General Management Scheme
Contracts Manager, Sheffield
Seeing patients’ lives transformed after having the surgery they needed – in the operating theatre I’d designed. This is no ordinary general management scheme.
I was only a year into the scheme when I worked with clinical colleagues to design and develop a minor operating theatre, and was able to see it both being built and utilised. It became very real when I saw the old walls come down and the workmen were building the theatre. It was incredibly inspiring.
I wanted to wake up every morning and know the work I do helps the public.
Healthcare is a service sector that will always be needed – people will always get sick and I wanted to be able to lead and define healthcare innovation. Everyone works towards the same goal – providing cost effective and exceptional care, and I get so much satisfaction from doing the right thing for patients and staff.
Everyone here wants to do the best they can to benefit patients in their own way.
Before I joined the scheme, my view of the NHS was informed by the press. I perceived it to be run by an abundance of poorly trained managers. Now my view is entirely different; there is not an abundance of management and I have had the pleasure of working with some of the brightest and most passionate people I have ever met.
I’m being mentored by executive and director level colleagues.
There’s a fantastic support network here. I’m getting exposure to colleagues at the top level of the NHS – people with over 20 years’ experience are sharing their knowledge with me. My fellow trainees are a great network too, as we’re all on the same journey and learn with and from each other. I’ve made some lifelong friends on the scheme, and it’s exciting to know that we’ll be working together for the NHS in the future.

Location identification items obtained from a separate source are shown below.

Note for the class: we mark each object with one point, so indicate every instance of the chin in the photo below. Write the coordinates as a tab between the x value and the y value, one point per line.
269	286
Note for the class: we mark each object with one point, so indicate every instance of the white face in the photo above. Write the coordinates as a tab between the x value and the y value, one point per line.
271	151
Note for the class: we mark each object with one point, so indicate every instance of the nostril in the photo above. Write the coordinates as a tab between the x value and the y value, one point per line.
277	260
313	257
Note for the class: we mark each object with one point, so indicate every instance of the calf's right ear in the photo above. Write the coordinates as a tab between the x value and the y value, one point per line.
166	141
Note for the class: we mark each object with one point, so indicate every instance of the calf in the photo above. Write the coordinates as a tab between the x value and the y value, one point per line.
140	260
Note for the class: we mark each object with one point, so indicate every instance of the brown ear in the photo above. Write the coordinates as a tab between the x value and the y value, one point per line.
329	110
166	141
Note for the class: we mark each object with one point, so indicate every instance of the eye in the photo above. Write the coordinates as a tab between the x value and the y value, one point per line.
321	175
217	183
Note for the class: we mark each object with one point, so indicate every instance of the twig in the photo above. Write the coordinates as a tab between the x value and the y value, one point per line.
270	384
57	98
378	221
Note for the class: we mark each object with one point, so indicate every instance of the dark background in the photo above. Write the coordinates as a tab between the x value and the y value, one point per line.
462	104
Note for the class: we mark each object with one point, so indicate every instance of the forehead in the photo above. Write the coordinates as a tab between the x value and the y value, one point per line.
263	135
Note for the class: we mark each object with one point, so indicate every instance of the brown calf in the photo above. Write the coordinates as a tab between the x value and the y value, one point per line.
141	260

Across all my placements I feel I’ve been able to leave a lasting and positive impact on the wider health economy.
I was given so much responsibility from day one of the scheme. On my first placement as service manager for a plastic surgery service, my work helped patients receive a high level of care. As well as supporting the service and clinical colleagues, I worked on developing a new minor operating theatre. It was an incredibly satisfying job, knowing that without my direct involvement patients might have had operations cancelled and treatment delayed.
Later on in the scheme I helped to produce two workstreams that saved a total of £3.3 million for the NHS, and also supported a wider team that delivered a projected £25 million saving.
I’ve gone from being able to manage myself, to leading teams with over 50 people.
I’ve learnt so much about myself on this scheme. My confidence has increased, and I’ve seen how my people and communication skills are an asset and really important to my role. I’ve gained invaluable knowledge of the NHS and how to run services, and the leadership training is exceptional. Not only that, but I’ve grown my resilience, and my determination to do right by patients.
This is not just a job. It’s a way of life.
Everything you do impacts on patients and people, so you have to be ready to give it your all. It is a challenging job, which at times can be highly stressful and emotional due to the nature of the work – we are dealing with people’s lives. But the NHS will support you and give so much satisfaction, and there are so many different roles which keeps it interesting. I know that this is my vocation in life, and I will never look for another career.